Now that I have decided to comment, I find that I really can't. There just are no words. Except this: Mr. Nelson, let's see you in a burqa next time you're on stage. And no scantily dressed women, either. They should be in burqas too. Might make it hard to do your normal show, but never mind. It's fun.

Wednesday, June 8, 2011

Bah, humbug

It's that time of year again, when people spend all their money, then spend someone else's money, promising to repay it with interest, so that the big day will be completely wonderful and dreams will come true. Where have I heard all this before?

Yes, it sounds a lot like Christmas, but this is Yuletide on steroids. This is Wedding Season. Because I have written a few too many articles on lavish weddings, my thoughts on these ceremonies tend to be a bit acerbic. Does "lavish" (from Old French for a deluge of rain) adequately describe a wedding in which the budget for flowers alone was $40,000?

Weddings today are over the top, and I don't mean that in a good way. Web sites devoted to wedding planning say the average wedding cost is around $25,000. Are you kidding me? Have we all gone barking mad?

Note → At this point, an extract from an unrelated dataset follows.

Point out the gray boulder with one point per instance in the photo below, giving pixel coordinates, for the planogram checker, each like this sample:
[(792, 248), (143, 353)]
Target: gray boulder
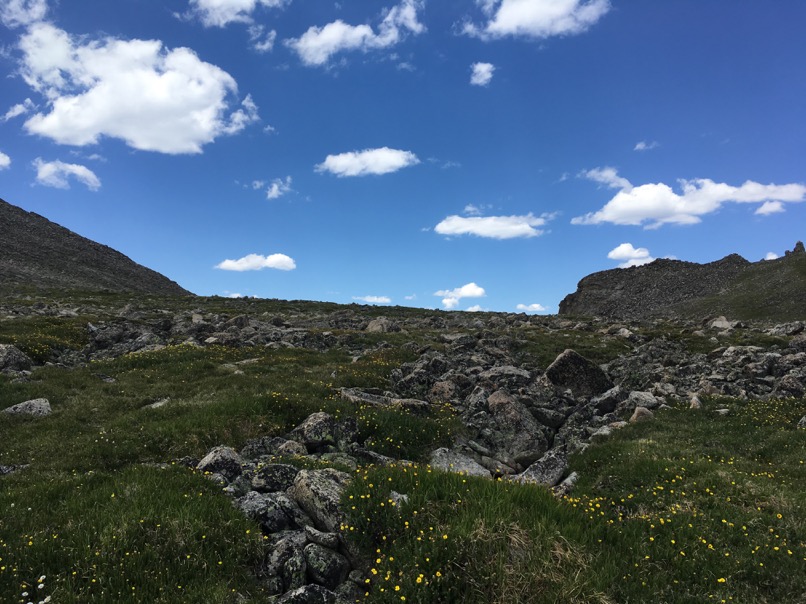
[(318, 493), (548, 470), (308, 594), (274, 477), (274, 511), (325, 566), (13, 359), (570, 370), (222, 460), (520, 437), (641, 414), (38, 407), (451, 461), (382, 325)]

It seems that weddings have increased in elaborateness and expense as marriage, the purported reason for the wedding, has decreased in respect and occurrence. The 2010 census found that, for the first time in our history, the majority of American households were not formed by married couples.

So, we may not like marriage much, but we love weddings, if the number of books, magazines and TV shows devoted to them is any indication. And all that wedding talk is the source of my biggest wedding gripe, summed up in the phrase, "It's your day!" What a poisonous idea.

Budding bridezillas are told implicitly and in so many words that weddings are all about them. Not only is it foolish to encourage that sort of self-centeredness, it's just not true. The wedding is just the kickoff for the marriage, which, after all, is the really important thing. And marriage certainly is not all about the bride.

While weddings should be fun and festive occasions, at the heart they are solemn, sacred ceremonies. Keeping that in mind might keep all the frills in perspective, as well.